協議離婚と調停離婚は、夫婦で合意ができれば、どのような理由でも離婚することが可能です。したがって、話し合いが合意に至れば、アルコール依存症を理由に離婚することもできます。
2-2. 裁判離婚は法定離婚事由が必要|アルコール依存症はケース・バイ・ケース
夫婦で離婚の合意ができない場合、離婚の訴訟を提起して裁判離婚をめざします。離婚裁判で離婚の判決が確定すれば、配偶者が拒否していても離婚することができます。
裁判離婚が認められるためには、民法第770条第1項各号に定められている以下の法定離婚事由が必要です。
配偶者に不貞な行為があった
配偶者から悪意で遺棄された
配偶者の生死が3年以上明らかでない
配偶者が強度の精神病にかかり、回復の見込みがない(民法改正により2026年5月までに削除予定)
その他婚姻を継続し難い重大な事由がある
「悪意の遺棄」とは、正当な理由なく、夫婦の同居義務、協力義務、扶助義務を放棄することを言います。アルコール依存症が原因で、仕事をしなくなったり、お酒に浪費したりして、生活費を渡してもらえないようなケースでは、扶助義務の放棄として悪意の遺棄に該当する可能性があります。また、家事や育児に全く協力しないといったケースでは、協力義務の放棄として悪意の遺棄に該当する可能性があります。
「強度の精神病」とは、夫婦の協力義務を果たすことができない程度の精神障害に達していることを言います。「回復の見込みがない」とは、精神病の配偶者が夫婦の協力義務を果たせる程度に至るまでに回復する可能性がない状態を言います。アルコール依存症によって、夫婦の協力義務を果たすことができなくなったり、協力義務を果たせる程度に回復する見込みがなかったりするケースは珍しいと思われます。
裁判所は、法定離婚事由の「強度の精神病」に関して特に厳格に判断していると言われており、アルコール依存症が「強度の精神病」に該当することは通常ないでしょう。
「婚姻を継続し難い重大な事由」とは、婚姻関係が破綻し、回復の見込みがない状態のことを言います。実務上、婚姻を継続し難い重大な事由は、法定離婚事由の中核であると位置づけられています。

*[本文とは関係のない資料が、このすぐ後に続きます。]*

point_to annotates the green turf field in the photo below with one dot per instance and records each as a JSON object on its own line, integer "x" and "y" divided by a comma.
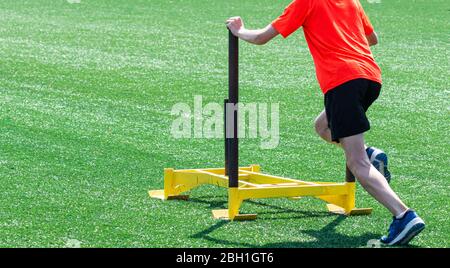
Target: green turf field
{"x": 86, "y": 92}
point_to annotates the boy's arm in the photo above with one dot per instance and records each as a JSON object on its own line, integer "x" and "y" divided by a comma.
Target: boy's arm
{"x": 372, "y": 38}
{"x": 257, "y": 37}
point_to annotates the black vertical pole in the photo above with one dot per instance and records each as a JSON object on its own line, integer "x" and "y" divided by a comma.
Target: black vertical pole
{"x": 233, "y": 98}
{"x": 227, "y": 144}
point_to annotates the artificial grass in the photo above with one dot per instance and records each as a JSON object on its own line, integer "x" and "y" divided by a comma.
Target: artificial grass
{"x": 86, "y": 92}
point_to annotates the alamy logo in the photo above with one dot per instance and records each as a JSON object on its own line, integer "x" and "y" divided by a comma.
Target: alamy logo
{"x": 255, "y": 120}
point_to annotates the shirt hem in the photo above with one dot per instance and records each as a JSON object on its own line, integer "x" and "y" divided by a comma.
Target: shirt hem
{"x": 344, "y": 80}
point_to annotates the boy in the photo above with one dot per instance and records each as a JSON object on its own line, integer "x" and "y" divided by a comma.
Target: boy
{"x": 339, "y": 34}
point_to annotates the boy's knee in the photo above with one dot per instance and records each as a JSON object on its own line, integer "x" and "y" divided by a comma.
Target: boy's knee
{"x": 358, "y": 166}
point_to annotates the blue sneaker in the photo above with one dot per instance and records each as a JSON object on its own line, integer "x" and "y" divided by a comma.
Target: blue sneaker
{"x": 403, "y": 230}
{"x": 379, "y": 160}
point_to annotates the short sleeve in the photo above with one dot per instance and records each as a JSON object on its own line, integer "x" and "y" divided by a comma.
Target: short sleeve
{"x": 368, "y": 28}
{"x": 292, "y": 18}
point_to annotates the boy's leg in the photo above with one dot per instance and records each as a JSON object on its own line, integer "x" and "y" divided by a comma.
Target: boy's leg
{"x": 322, "y": 129}
{"x": 368, "y": 176}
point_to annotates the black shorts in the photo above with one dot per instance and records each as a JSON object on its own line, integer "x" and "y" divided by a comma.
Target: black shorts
{"x": 346, "y": 106}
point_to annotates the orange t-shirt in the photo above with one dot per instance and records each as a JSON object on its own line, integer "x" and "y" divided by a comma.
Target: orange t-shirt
{"x": 335, "y": 31}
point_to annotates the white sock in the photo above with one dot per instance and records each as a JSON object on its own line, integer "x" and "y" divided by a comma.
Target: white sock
{"x": 399, "y": 216}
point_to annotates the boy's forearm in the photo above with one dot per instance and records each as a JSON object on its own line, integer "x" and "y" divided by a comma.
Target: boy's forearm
{"x": 251, "y": 36}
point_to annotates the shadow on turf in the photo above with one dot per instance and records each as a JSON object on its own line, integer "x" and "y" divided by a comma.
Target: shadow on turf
{"x": 324, "y": 237}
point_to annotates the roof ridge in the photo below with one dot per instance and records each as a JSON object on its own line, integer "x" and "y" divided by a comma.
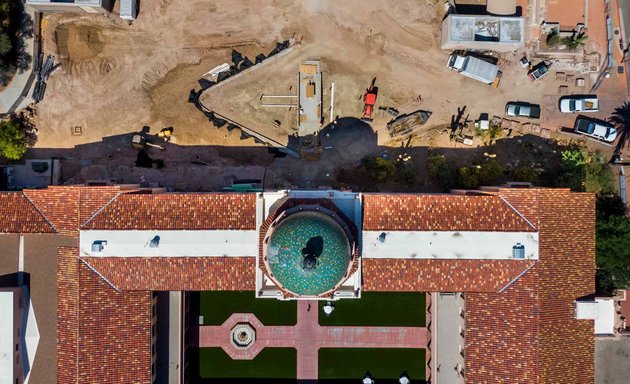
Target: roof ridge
{"x": 99, "y": 274}
{"x": 39, "y": 211}
{"x": 517, "y": 212}
{"x": 518, "y": 276}
{"x": 100, "y": 209}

アルコール依存症が原因で、暴力を受けたり、著しいモラハラ(モラル・ハラスメント)を受けたりしているケースでは、結婚関係が破綻し、回復の見込みがない状態にあると認められる可能性があります。また、アルコール依存症が原因で別居に至り、相当の期間が経過しているようなケースでも、婚姻関係が破綻し、回復の見込みがない状態にあると認められる可能性があります。「相当の期間」とは、3年程度が一つの目安と考えられています。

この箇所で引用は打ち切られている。